The central tenet of Zoroastrianism, “Humata, Hukhta, Hvarshta”, or “Good thoughts, good words, good Deeds”, is also the title of Bettina Ehrhardt’s comprehensive documentary on celebrated Western classical music conductor Zubin Mehta. The 89-minute film, which is being screened in the Discovering India section of the Jio MAMI Mumbai Film Festival (October 22-27), maps Mehta’s journey from Mumbai to Vienna in the 1950s to train in classical music, his professional debut at the age of 20, and his rise in the global orchestra circuit. The documentary interweaves interviews with Mehta’s friends, colleagues and family members and archival footage from his concerts around the world.

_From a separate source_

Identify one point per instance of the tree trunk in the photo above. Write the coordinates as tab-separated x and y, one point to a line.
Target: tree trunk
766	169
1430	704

Article by Manish Gaekwad, thereel.scroll.in
“I sang before I spoke,” Mehta tells Ehrhardt about the rigourous training that began in the early morning hours in his household. Mehta’s father, Mehli Mehta, was a violinist and the founding conductor of the Bombay Symphony Orchestra. Zubin Mehta’s talent was recognised early on. He began conducting the Vienna and the Berlin Philharmonic orchestras in his twenties, and he also in Los Angeles, Israel and Montreal. In 1990, Mehta achieved global acclaim when he collaborated with the tenors Plácido Domingo, José Carreras and Luciano Pavarotti for The Three Tenors concert. The recording of the show became a best-selling classical album.
Apart from sharing insights into his childhood, Mehta, who speaks fluent German in the feature, speaks of his controversial efforts to delink politics from the promotion of Western classical music. Mehta gives the instance of his performance of German composer Richard Wagner’s symphony in Israel, where he continued to play despite angry protests by locals. Wagner was a known anti-Semite and a favourite of Nazi dictator Adolf Hitler. Similarly, Mehta’s colleague, violinist Chaim Taub, remembers playing the Israeli national anthem to an unsuspecting audience in Germany.
The film includes the work of the Mehli Mehta Foundation, which teaches Indian children Western classical music, and concludes with Mehta conducting at one of his concerts. His frenzied hand movements are that of a man possessed by good thoughts, words, and deeds.